After Wal-Mart (NYSE:WMT) reported higher third-quarter earnings and predictions of a "strong" holiday shopping season, the Dow Jones Industrial Average (DJIA) surged 320 points after taking a battering over the previous week.
"[T]here's already evidence tonight that middle income Americans feeling the gas squeeze already might be turning to those discount retailers. Just today Wal-Mart revealed earnings well above what they were expecting," ABC Correspondent David Muir said on ABC's November 13 "World News with Charles Gibson."
While the November 14 Wall Street Journal reported "tight controls on costs and inventory fueled a better-than-expected fiscal third quarter profit." However, Muir didn't credit Wal-Mart's competitive advantage with boosted sales, instead he pinned it on a weak economy forcing consumers to shop at Wal-Mart.
Muir predicted more problems for other businesses.
"The most affected - mid-priced restaurant chains like Chili's (franchised by Brinker International (NYSE:EAT)) and Applebee's (NASDAQ:APPB)," Muir said. "And at the mall, middle-of-the-road retailers will be hit hardest, as well. J.C. Penney's (NYSE:JCP) and Gap (NYSE:GPS) have already shown declines. Experts say discount stores like Wal-Mart will fare better because families will be looking for a deal."
Aaron Katsman, lead Portfolio Manager and Managing Director of America Israel Investment Associates, LLC, dismissed that theory and wrote on the BloggingStocks blog on November 13 that the Wal-Mart news is a sign our economy isn't in trouble, despite Muir's dour interpretation.

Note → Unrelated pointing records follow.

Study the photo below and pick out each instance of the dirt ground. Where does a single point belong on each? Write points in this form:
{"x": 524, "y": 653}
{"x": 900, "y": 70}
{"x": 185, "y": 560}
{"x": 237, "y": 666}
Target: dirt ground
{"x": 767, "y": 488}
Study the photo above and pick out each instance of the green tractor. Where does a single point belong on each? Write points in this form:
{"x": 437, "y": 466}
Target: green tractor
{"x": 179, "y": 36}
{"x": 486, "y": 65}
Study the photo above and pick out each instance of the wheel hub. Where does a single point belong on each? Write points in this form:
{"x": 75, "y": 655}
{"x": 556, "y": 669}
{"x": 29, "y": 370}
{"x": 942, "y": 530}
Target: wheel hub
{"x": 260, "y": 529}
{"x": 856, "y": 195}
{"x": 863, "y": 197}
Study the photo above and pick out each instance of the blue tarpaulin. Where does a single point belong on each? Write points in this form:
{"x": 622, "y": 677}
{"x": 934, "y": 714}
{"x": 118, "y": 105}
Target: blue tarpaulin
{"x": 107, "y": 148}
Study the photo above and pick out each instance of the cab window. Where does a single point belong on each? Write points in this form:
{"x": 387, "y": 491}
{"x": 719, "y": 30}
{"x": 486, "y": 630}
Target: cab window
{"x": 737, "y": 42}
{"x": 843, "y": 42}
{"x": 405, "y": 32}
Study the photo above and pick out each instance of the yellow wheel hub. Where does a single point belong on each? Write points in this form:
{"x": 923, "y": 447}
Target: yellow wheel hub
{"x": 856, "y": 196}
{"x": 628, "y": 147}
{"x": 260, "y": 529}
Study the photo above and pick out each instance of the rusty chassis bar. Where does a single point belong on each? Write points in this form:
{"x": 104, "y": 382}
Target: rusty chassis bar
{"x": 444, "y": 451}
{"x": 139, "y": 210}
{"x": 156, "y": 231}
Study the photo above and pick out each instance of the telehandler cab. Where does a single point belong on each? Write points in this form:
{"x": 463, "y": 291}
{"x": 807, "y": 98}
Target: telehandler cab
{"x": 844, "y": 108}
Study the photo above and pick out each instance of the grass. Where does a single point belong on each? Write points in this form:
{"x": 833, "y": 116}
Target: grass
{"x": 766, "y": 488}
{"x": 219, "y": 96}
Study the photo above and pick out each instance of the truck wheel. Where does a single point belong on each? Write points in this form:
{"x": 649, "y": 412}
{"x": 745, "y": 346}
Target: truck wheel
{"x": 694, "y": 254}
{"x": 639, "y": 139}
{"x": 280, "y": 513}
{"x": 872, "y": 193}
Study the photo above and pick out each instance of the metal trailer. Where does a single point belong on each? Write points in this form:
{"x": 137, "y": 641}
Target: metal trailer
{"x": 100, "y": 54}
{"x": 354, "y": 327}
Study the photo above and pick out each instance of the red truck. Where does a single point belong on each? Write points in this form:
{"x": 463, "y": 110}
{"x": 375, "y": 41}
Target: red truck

"This is just another sign that the US economy is strong enough to withstand the subprime mess, rising commodity prices, and the general negativity portrayed by the mainstream media," Katsman wrote. "Haven't we been warned that consumer spending is going to tank, because of the effect of the subprime meltdown, and rising fuel prices will keep shoppers at home. Well Wal-Mart, which derives so much revenue from the very shoppers that are supposed to be staying at home due to rising fuel prices, said that they expect consumer spending to be higher than expected."